The squadron was reactivated in 1963 at Kirtland Air Force Base, New Mexico, assuming the assets of the discontinued 1211th Test Squadron. The squadron was equipped with twelve RB-57F Canberra (later WB-57F) reconnaissance aircraft. Most of the RB-57Fs were converted B-57Ds (a few were B-57Bs) equipped with two TF33 engines in place of the B-57B's J65, plus a pair of auxiliary J60s for high altitude and long range reconnaissance. Part of their duties involved high-altitude atmospheric sampling and radiation detection work in support of nuclear test monitoring. Over the next decade the RB-57Fs were flown on a worldwide basis at very high altitudes at high speeds. Stress cracks began appearing in the wing spars and ribs of the RB-57Fs after a few years of service. Some were sent to General Dynamics for repairs.
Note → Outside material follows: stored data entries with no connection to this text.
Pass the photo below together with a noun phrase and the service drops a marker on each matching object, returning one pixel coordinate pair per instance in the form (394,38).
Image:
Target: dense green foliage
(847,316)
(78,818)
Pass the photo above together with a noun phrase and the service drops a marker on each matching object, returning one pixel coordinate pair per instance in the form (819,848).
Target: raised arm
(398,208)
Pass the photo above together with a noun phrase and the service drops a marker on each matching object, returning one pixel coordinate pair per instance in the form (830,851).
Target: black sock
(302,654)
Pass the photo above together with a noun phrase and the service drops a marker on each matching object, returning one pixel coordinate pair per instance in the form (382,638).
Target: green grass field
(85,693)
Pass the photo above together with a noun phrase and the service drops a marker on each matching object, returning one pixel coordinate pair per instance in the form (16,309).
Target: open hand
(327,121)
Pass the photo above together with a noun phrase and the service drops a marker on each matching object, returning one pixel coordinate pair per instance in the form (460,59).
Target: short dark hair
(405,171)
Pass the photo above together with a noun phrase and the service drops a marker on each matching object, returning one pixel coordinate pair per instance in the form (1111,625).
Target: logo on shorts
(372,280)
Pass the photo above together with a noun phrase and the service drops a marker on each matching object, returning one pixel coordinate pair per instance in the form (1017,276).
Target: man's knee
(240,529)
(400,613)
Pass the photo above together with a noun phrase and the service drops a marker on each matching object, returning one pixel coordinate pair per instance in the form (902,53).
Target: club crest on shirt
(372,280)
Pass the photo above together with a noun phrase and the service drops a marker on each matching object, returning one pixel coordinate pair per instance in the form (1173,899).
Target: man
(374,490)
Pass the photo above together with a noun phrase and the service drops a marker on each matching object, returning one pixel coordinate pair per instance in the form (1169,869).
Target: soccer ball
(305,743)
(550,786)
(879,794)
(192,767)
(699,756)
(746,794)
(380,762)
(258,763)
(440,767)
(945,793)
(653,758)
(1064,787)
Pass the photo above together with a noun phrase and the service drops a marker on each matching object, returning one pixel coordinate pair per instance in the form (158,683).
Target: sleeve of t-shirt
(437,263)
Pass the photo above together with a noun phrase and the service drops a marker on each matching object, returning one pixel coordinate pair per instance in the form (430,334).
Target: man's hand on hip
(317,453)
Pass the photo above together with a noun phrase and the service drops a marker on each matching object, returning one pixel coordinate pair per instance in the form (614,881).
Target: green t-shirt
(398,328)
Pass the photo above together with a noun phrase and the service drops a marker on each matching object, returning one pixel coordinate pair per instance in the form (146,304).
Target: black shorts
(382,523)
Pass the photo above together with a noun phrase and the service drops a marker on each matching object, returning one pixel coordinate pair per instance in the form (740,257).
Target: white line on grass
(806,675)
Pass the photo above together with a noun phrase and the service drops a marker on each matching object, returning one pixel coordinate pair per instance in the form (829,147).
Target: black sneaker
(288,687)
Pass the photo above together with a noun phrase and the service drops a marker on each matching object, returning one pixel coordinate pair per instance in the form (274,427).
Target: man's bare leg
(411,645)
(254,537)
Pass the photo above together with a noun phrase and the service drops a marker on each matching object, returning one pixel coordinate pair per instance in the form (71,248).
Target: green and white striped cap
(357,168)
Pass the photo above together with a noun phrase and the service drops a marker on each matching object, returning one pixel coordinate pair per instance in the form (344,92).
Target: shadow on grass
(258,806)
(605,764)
Due to the excessive cost of repairing all the aircraft, nine were placed in storage at Davis-Monthan Air Force Base, Arizona, in 1972.

The 58th WRS, the last squadron in the Air Force to use the WB-57F Canberra, was inactivated on July 1, 1974, after placing its planes in storage at Davis-Monthan.

==Lineage==
- Constituted as the 400th Fighter Squadron on 26 May 1943
 Activated on 1 August 1943
 Redesignated 400th Fighter-Bomber Squadron on 5 April 1944
 Redesignated 400th Fighter Squadron on 5 June 1944
 Redesignated 58th Reconnaissance Squadron (Weather) on 7 July 1945
 Inactivated on 31 May 1946
- Redesignated 58th Strategic Reconnaissance Squadron, Medium, Weather on 22 January 1951
 Activated on 21 February 1951
 Redesignated 58th Weather Reconnaissance Squadron on 15 February 1954
 Inactivated on 8 August 1958
- Activated in 1963 (not organized)
- Organized on 8 June 1963
 Inactivated on 30 June 1974

===Assignments===
- 369th Fighter Group, 1 August 1943
- Third Air Force, 7 July 1945
- III Reconnaissance Command, 21 July 1945
 Fifteenth Air Force, 31 March 1946 – 31 May 1946
- 2107th Air Weather Group, 21 February 1951
- 7th Weather Group, 20 April 1952
- 9th Weather Group, 18 April 1958 – 8 August 1958
- 9th Weather Reconnaissance Group, 8 June 1963
- 9th Weather Reconnaissance Wing, 8 July 1965 - 1 July 1974

===Stations===
- Hamilton Field, California, 1 August 1943
- Oroville Army Air Field, California, 2 November 1943
- Hamilton Field, California, 16 March 1944
- DeRidder Army Air Base Louisiana, 28 March 1944
- Stuttgart Army Air Field, Arkansas, 8 February 1945
- Will Rogers Field, Oklahoma, 21 July 1945
- Rapid City Army Air Field, South Dakota, 28 July 1945 – 31 May 1946
- Eielson Air Force Base, Alaska, 21 February 1951 – 8 August 1958
- Kirtland Air Force Base, New Mexico, 8 June 1963 - 30 June 1974

===Aircraft Assigned===
- Bell P-39 Airacobra, 1943–1944
- North American A-36 Apache, 1944
- Curtiss P-40 Warhawk, 1944–1945
- North American B-25 Mitchell, 1945–1946
- Northrop P-61 Black Widow, 1945–1946
- Boeing WB-29 Superfortress, 1951–1956
- Boeing WB-50 Superfortress, 1956–1958
- Martin RB-57F (later WB-57F) Canberra, 1964–1974

===Crash and notable events===
- 25 September 1953 – A 58th SRS WB-29-100BW (45-21872A) crashed just after takeoff two miles north of Eielson Air Force Base. Captain Charles F. Baker, a weather observer assigned to the unit, was the only fatality.
- 31 August 1956 – A 58th Reconnaissance Squadron WB-50D (49-315), recently dubbed the "Golden Heart" in honor of the city of Fairbanks, crashed into the Susitna River near Willow. All eleven aboard died.
- 17 January 1957 – A WB-50D (48-093) assigned to the 58th Weather Reconnaissance Squadron crashed shortly after takeoff approximately three miles north of Eielson Air Force Base. All 12 crew members were killed.